Lyrically this work centers on topics ranging from television mind control in “The Idiot Box” to the spirituality that exists in the searching soul on “Mystery of One Spirit”. When Brian Fair sings lines like “smashing through the doors of perception, realization of a world beyond the tangible,” it reinforces the fact that rock and roll should be just as much about expanding boundaries and experiencing that which is outside the mundane as it is about expounding still further on the virtues of big titties or the evil aura of the devil. Don’t get me wrong—big tits are great and the devil is always entertaining, but a little more diversity within the genre couldn’t hurt. Lyrics like “with the strength of a lion all barriers shall be broken” actually make one believe that there just may be something else to be found in the spiritual nirvana of complete and total freedom. Even their cover of Pink Floyd’s “Welcome to the Machine” seems to resonate with a depth that most bands couldn’t achieve.
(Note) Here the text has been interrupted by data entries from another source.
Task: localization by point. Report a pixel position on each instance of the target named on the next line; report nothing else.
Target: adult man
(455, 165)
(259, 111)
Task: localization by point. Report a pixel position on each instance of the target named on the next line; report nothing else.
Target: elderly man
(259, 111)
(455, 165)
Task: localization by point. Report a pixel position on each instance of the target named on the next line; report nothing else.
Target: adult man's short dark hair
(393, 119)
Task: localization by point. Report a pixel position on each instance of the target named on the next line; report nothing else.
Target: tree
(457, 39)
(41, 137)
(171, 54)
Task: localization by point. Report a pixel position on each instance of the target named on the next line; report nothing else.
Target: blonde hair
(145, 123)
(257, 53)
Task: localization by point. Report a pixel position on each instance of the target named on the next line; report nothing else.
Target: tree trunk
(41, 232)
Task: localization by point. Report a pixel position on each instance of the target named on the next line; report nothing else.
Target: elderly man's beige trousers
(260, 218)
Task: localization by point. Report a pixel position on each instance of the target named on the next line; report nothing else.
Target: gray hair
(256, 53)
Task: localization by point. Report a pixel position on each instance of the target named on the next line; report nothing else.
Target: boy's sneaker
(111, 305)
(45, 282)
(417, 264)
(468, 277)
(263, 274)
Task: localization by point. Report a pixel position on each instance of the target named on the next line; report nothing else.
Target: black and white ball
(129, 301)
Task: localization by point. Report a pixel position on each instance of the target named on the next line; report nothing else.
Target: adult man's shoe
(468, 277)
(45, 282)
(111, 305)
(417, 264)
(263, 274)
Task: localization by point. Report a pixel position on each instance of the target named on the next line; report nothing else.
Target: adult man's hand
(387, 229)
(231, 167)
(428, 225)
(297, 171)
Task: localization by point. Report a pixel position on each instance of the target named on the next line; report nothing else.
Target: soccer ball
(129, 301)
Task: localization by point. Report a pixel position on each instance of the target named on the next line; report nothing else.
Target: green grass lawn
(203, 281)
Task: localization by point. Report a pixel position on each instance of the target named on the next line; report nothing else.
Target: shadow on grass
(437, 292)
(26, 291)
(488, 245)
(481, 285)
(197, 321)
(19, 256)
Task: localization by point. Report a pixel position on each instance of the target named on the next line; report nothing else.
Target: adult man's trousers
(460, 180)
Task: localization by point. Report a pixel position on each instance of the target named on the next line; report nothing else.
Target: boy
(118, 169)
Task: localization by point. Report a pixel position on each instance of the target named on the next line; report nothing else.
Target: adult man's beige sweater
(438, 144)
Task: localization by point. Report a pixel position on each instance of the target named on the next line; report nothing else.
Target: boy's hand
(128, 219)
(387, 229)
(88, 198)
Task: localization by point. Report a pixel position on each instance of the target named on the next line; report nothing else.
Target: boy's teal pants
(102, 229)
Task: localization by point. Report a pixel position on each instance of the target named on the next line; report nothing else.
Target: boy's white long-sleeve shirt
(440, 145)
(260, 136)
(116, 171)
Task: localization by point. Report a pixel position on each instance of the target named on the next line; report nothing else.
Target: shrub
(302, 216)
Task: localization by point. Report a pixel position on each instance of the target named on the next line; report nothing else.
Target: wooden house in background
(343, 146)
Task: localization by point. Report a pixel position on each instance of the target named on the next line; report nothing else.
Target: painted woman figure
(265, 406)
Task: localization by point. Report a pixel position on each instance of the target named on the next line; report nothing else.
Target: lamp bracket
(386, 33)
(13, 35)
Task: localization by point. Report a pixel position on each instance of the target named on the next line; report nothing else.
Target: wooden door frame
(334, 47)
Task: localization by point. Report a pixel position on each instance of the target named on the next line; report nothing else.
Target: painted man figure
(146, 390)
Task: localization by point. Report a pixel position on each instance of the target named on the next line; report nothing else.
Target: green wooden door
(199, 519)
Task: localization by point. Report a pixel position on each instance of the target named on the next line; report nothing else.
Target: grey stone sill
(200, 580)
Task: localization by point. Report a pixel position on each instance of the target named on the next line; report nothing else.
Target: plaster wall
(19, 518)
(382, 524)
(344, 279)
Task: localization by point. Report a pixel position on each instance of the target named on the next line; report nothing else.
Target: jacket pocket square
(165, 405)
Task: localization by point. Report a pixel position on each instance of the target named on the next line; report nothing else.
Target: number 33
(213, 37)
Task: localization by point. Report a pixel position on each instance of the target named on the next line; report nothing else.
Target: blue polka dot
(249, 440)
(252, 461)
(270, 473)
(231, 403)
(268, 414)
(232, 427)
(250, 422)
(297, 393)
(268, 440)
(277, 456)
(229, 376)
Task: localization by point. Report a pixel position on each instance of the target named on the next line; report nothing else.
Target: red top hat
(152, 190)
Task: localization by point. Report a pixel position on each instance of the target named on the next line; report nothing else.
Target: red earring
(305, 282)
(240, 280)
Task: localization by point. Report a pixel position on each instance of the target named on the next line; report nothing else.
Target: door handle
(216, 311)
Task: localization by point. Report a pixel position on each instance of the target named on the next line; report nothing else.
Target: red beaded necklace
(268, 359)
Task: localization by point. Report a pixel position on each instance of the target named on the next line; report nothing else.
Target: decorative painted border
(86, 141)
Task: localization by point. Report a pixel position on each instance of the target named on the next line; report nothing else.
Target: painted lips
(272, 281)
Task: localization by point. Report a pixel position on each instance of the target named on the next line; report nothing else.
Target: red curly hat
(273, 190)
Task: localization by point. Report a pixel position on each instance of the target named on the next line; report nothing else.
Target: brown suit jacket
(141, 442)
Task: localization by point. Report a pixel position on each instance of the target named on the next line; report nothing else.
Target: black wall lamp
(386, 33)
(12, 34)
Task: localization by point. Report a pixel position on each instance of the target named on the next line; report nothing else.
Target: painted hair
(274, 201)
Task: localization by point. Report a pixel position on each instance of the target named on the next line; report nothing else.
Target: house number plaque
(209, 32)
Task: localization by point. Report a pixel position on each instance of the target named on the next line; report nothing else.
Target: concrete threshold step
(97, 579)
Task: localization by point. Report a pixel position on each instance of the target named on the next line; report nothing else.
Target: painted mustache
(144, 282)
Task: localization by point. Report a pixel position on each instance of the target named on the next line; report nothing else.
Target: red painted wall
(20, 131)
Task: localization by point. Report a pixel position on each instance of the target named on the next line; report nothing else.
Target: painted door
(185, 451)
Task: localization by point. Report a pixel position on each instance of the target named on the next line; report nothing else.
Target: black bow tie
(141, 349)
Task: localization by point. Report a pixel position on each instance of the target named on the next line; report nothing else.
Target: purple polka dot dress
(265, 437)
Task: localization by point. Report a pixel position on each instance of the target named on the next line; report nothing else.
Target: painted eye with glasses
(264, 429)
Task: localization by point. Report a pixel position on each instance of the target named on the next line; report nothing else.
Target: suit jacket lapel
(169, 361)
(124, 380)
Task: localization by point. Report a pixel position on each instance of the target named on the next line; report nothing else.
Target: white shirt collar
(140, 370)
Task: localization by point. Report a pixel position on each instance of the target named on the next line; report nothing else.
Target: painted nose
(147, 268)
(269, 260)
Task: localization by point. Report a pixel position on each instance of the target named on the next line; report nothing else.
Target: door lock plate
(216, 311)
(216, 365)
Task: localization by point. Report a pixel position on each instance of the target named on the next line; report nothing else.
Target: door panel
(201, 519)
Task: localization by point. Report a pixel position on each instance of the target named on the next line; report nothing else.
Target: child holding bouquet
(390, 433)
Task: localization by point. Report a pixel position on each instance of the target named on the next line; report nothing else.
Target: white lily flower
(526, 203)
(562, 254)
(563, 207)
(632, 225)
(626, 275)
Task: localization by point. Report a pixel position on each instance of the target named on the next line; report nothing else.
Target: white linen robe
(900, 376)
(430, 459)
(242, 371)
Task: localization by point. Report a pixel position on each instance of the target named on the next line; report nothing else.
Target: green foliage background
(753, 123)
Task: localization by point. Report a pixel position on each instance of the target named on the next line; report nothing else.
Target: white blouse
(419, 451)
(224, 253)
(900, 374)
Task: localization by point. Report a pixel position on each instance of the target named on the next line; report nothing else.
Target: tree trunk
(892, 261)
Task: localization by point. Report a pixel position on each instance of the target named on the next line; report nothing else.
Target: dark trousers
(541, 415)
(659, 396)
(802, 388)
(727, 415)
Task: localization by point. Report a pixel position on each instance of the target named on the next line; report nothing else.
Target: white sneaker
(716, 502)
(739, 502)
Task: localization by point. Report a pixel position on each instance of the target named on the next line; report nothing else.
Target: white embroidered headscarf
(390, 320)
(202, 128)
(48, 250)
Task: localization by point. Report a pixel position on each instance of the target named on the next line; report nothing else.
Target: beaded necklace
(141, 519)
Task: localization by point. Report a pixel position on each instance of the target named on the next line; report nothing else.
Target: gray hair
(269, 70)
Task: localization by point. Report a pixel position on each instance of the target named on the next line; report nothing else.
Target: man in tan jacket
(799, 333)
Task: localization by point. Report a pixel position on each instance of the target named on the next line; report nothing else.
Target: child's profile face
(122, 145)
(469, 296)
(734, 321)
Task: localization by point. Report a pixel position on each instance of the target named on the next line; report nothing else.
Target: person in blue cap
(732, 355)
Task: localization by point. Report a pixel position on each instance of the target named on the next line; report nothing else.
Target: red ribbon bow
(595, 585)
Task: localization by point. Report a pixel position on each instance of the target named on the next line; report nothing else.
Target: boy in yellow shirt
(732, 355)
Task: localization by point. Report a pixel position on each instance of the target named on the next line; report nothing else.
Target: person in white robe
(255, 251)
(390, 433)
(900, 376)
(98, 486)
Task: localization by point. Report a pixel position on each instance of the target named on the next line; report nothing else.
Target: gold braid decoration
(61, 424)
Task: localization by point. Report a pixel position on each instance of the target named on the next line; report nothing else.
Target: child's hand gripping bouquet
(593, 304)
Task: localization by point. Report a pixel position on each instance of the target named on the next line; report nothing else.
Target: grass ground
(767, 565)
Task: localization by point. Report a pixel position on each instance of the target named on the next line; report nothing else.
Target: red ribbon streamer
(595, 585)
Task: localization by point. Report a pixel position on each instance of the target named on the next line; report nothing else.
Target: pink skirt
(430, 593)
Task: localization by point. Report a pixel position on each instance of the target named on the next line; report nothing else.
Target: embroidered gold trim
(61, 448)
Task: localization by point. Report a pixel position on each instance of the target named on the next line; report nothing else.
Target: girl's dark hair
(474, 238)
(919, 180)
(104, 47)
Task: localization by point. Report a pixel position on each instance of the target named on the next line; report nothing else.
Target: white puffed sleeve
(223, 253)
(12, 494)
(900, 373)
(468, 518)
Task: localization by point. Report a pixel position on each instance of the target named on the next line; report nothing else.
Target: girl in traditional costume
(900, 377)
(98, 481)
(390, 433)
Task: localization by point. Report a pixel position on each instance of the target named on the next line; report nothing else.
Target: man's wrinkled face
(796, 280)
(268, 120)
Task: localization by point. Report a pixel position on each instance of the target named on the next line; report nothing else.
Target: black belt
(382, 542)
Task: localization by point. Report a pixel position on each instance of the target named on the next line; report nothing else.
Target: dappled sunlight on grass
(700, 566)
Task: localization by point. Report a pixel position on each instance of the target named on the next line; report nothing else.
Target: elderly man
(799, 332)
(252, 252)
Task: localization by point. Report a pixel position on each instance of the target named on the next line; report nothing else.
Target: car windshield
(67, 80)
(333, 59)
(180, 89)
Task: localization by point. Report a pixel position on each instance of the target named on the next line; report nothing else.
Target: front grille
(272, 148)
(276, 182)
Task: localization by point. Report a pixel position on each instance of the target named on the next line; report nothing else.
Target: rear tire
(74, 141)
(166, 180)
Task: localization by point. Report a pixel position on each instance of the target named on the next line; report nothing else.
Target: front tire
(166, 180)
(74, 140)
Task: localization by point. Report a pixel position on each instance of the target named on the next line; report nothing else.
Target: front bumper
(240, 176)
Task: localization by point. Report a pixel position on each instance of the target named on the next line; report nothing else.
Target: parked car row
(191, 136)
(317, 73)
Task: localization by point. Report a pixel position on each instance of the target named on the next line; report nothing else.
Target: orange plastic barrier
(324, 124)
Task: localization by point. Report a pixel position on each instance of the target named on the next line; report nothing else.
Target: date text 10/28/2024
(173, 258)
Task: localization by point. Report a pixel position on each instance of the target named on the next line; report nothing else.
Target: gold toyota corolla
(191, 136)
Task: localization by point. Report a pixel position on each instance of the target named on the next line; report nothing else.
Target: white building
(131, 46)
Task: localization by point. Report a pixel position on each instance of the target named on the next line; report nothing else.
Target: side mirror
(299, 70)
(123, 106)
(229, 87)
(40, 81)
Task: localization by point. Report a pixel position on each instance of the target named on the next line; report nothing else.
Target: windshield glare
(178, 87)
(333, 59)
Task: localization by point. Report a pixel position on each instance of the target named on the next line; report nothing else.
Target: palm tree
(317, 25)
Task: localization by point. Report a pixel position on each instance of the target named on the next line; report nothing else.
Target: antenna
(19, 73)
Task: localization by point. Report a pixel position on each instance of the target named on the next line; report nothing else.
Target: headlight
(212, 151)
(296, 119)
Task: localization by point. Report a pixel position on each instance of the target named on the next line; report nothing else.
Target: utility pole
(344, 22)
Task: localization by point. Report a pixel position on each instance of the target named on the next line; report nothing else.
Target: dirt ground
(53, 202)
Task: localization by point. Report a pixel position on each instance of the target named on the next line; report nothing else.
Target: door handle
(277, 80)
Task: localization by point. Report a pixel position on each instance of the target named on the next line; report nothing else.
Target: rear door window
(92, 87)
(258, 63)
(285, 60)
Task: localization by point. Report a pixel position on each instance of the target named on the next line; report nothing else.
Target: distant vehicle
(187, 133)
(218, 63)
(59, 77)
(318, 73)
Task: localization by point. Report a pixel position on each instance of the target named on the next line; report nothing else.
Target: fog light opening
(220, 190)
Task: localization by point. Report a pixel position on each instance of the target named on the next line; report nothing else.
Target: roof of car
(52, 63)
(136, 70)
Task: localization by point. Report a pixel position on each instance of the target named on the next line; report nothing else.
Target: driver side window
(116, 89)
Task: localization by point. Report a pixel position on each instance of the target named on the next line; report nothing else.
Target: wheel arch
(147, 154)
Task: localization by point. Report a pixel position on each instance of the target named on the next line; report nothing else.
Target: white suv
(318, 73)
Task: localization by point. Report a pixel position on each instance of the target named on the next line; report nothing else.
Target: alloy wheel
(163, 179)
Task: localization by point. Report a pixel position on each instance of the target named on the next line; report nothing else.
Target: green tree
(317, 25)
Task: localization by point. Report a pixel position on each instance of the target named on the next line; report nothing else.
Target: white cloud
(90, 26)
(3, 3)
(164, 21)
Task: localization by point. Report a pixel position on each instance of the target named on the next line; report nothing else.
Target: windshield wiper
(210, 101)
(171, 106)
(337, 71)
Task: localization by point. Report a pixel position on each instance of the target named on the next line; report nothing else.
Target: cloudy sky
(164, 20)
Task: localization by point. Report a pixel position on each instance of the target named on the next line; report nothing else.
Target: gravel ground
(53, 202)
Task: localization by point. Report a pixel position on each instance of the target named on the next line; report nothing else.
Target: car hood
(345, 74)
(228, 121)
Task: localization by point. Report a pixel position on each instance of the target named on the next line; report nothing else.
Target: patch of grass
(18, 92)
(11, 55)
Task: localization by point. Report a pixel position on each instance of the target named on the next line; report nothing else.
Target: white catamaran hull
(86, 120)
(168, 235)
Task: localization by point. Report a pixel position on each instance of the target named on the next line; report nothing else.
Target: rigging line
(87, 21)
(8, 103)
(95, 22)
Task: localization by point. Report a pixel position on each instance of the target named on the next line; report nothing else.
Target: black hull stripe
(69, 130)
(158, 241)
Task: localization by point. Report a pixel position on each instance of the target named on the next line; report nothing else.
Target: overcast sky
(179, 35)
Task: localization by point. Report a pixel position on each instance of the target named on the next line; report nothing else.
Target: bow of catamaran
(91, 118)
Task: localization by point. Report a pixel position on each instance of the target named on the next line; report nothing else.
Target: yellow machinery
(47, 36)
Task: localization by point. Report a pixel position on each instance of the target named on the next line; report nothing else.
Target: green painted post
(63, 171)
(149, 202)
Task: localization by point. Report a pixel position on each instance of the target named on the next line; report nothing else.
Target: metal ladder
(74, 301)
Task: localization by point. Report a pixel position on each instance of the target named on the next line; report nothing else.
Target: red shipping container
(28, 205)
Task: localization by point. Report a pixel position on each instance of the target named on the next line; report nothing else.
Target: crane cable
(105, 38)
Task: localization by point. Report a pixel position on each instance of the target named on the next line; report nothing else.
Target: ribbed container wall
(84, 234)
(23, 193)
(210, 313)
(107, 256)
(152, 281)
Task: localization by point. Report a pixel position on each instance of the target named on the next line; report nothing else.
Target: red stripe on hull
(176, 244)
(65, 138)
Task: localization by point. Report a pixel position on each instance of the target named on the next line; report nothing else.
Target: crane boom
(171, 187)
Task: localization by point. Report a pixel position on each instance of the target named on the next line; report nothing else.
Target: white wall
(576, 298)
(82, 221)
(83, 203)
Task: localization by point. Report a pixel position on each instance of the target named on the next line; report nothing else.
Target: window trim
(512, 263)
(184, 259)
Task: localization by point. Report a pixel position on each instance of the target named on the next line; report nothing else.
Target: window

Those who pick up a copy of “The Art of Balance” in the first pressing will also receive a CD-ROM of bonus material containing an interview, a band biography, a fifty picture photo gallery as well as live renditions of “Destroyer Of Sense”, “Thoughts Without Words” and a bootlegged version of “Of One Blood. The interview shows a band who isn’t currently experiencing vast wealth or massive amounts of road pussy. Instead, it just shows a group who’s at that point in their career where there just wouldn’t be any reason to do this if it wasn’t about the music. The live material runs smoothly and seamlessly with superior audio—the only exception being “Of One Blood”, but what that particular tune lacks in technical prowess it makes up for in raw energy.

In the KNAC.COM feature about the band, drummer Jason Bittner has stated his belief that The Art of Balance will eventually go down in the annals of metal history right along side the likes of Priest’s Screaming For Vengeance and Maiden’s Number of the Beast, and in fact, this is a quality album the likes of which haven’t been seen in awhile. In the end though, it’s probably more than a little misguided and premature to suggest that any record your band creates could be perceived in the same vein as these watershed metal classics. Ultimately statements like these just serve to create unrealistic expectations for the listener. That being said, even if the cd buying public doesn’t find The Art of Balance to be quite on same level with those epic releases, they should at least be consoled with the knowledge that they just purchased a record with a sound and musicianship that hearkens back to the days when metal was metal, a mullet was a mullet and it was still cool as hell to wear the patches and pins of your favorite metal bands prominently on your acid wash jacket.